Sure, but why even say that? There would be no reason for customers or developers to use EGS if Steam would offer the same revenue.
 

Woo-Fu

Banned
Sure, but why even say that? There would be no reason for customers or developers to use EGS if Steam would offer the same revenue.
So when you eventually stop moneyhatting you can blame Valve, again.

Epic is in the position where they want to do everything Valve has ever done while pretending it was bad when Valve did it and good when Epic does it. That requires some pretty serious bullshitting on any available social media platform that'll reach your audience.
 

Gamezone

Gold Member
So when you eventually stop moneyhatting you can blame Valve, again.

Epic is in the position where they want to do everything Valve has ever done while pretending it was bad when Valve did it and good when Epic does it. That requires some pretty serious bullshitting on any available social media platform that'll reach your audience.

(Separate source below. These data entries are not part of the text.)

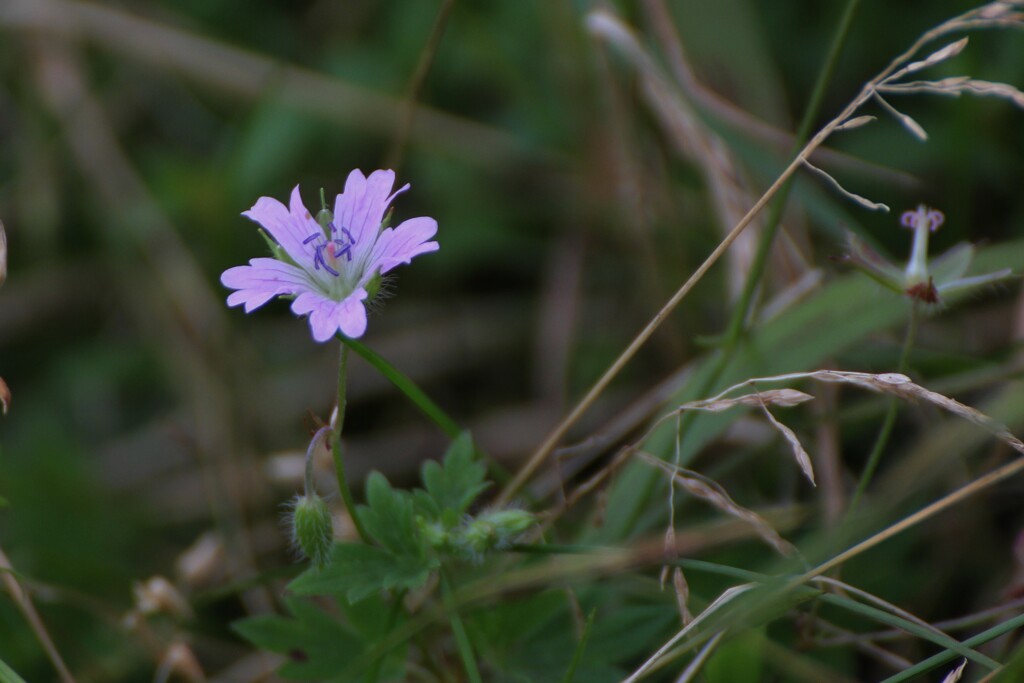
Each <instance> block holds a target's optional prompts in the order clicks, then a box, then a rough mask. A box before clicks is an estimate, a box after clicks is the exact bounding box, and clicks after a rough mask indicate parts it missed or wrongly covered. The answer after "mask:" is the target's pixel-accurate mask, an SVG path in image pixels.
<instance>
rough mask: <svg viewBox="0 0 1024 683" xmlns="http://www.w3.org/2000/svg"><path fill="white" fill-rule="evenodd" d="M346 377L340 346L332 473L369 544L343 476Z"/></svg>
mask: <svg viewBox="0 0 1024 683" xmlns="http://www.w3.org/2000/svg"><path fill="white" fill-rule="evenodd" d="M347 376H348V347H347V346H345V345H344V344H341V352H340V354H339V355H338V415H337V417H336V418H335V424H334V437H333V443H332V446H333V449H334V471H335V474H336V475H337V476H338V493H340V494H341V500H342V501H344V503H345V508H346V509H347V510H348V515H349V516H350V517H351V518H352V525H354V526H355V530H356V531H357V532H358V533H359V538H360V539H362V542H364V543H366V544H369V543H370V537H369V536H368V535H367V530H366V529H365V528H364V527H362V522H361V521H360V520H359V513H358V511H357V510H356V509H355V501H354V500H353V499H352V492H351V489H350V488H349V487H348V478H347V477H346V476H345V459H344V458H343V456H342V453H341V431H342V428H343V427H344V425H345V384H346V380H347Z"/></svg>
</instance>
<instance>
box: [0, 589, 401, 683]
mask: <svg viewBox="0 0 1024 683" xmlns="http://www.w3.org/2000/svg"><path fill="white" fill-rule="evenodd" d="M404 599H406V591H398V592H397V593H396V594H395V596H394V604H392V605H391V611H390V612H389V613H388V617H387V626H386V627H385V629H384V633H391V632H392V631H393V630H394V625H395V623H396V622H397V621H398V614H400V613H401V612H402V608H403V605H402V600H404ZM385 656H386V652H384V653H382V654H381V655H380V656H379V657H377V658H376V659H374V664H373V666H372V667H370V671H368V672H367V678H366V683H377V679H378V678H380V672H381V667H382V666H383V665H384V657H385ZM0 683H2V682H0Z"/></svg>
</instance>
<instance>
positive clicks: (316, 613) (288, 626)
mask: <svg viewBox="0 0 1024 683" xmlns="http://www.w3.org/2000/svg"><path fill="white" fill-rule="evenodd" d="M288 607H289V610H290V611H291V612H292V614H293V615H294V618H293V617H288V616H282V615H280V614H264V615H260V616H253V617H251V618H247V620H243V621H241V622H236V623H234V624H232V625H231V627H232V628H233V629H234V630H236V631H237V632H238V633H239V634H241V635H242V636H243V637H244V638H246V639H247V640H249V641H250V642H251V643H253V644H254V645H256V646H257V647H259V648H261V649H264V650H268V651H270V652H276V653H279V654H284V655H286V656H288V657H289V661H287V663H286V664H285V665H283V666H282V668H281V671H280V673H281V675H282V676H284V677H285V678H291V679H294V680H301V681H323V680H335V681H341V680H344V679H339V678H338V677H337V675H338V672H339V671H341V670H342V669H343V668H344V667H345V665H347V664H348V661H350V660H351V659H352V658H354V657H356V656H358V655H359V654H360V653H361V652H362V650H364V649H365V647H366V645H365V643H362V642H361V641H360V640H359V639H357V638H356V637H355V636H353V635H352V634H351V633H350V632H349V631H348V630H347V629H345V627H344V626H343V625H342V624H341V623H340V622H338V621H337V620H335V618H334V617H333V616H331V615H330V614H328V613H327V612H324V611H322V610H321V609H319V608H317V607H316V606H314V605H313V604H312V603H310V602H307V601H304V600H288ZM349 680H352V681H357V680H359V679H358V678H353V679H349Z"/></svg>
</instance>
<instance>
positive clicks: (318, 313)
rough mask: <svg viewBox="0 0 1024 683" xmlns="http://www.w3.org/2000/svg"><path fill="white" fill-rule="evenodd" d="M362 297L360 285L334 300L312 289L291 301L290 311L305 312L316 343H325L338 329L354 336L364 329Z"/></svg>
mask: <svg viewBox="0 0 1024 683" xmlns="http://www.w3.org/2000/svg"><path fill="white" fill-rule="evenodd" d="M366 298H367V291H366V290H365V289H362V288H361V287H360V288H358V289H356V290H355V291H354V292H352V293H351V294H349V295H348V297H346V298H345V299H344V300H343V301H334V300H333V299H328V298H327V297H324V296H323V295H321V294H317V293H315V292H303V293H302V294H300V295H299V296H298V297H296V299H295V301H293V302H292V312H294V313H295V314H297V315H306V314H308V315H309V329H310V330H311V331H312V335H313V339H314V340H316V341H318V342H326V341H327V340H329V339H331V338H332V337H334V335H335V333H336V332H338V331H339V330H340V331H341V333H342V334H344V335H345V336H346V337H351V338H353V339H355V338H357V337H361V336H362V334H364V333H365V332H366V331H367V309H366V307H365V306H364V305H362V300H364V299H366Z"/></svg>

You could be right, but if you are, Tim Sweeney doesn't seem very committed to this.
 

iNvid02

Member
It's a weird statement. But shit like this is keeping them in the news so I guess its some strategy to maximise visibility and growth as quick as they can
 

Solarstrike

Gold Member
Hey Sweeney? You forgot to mention how Steam gives it's product a forum(s) for customers to interact, Holiday Sales and activities, Steam Market to buy, sell, or trade gaming related items, in-game photography capability; screenshots.Also, a far and wide horizon of games to choose from. Tens of thousands of games to be exact, whereas the end-user can socially interact with other plays and game developers from all over the world, almost instantly. There's also capability to Live stream games as well as a Steam/Social feed, client/user end music program (Steam Music), game/product review capabilities. And more. It took nearly 20 years to build Steam and it's still building, every day with the input of the end-user.

Take all of those things away and what remains is not unlike the Epic Games Store. Add them and you have to raise the cost ultimately to the client/publisher in order to update and maintain these various layers of infrastructure. It probably costs close to 1/2 billion dollars a year (guessing) to run all of Steams servers/farms, including maintenance personnel, bandwidth usage (Steam doesn't own the landlines they use. ISP's do). Steam has also invested in a lot of technology for gaming including but not limited to, the Steam Controller and HTC/Vive VR systems. It's should be easy for Sweeney to do the math if he looked at the entire picture of how something works instead of assuming they way it's built.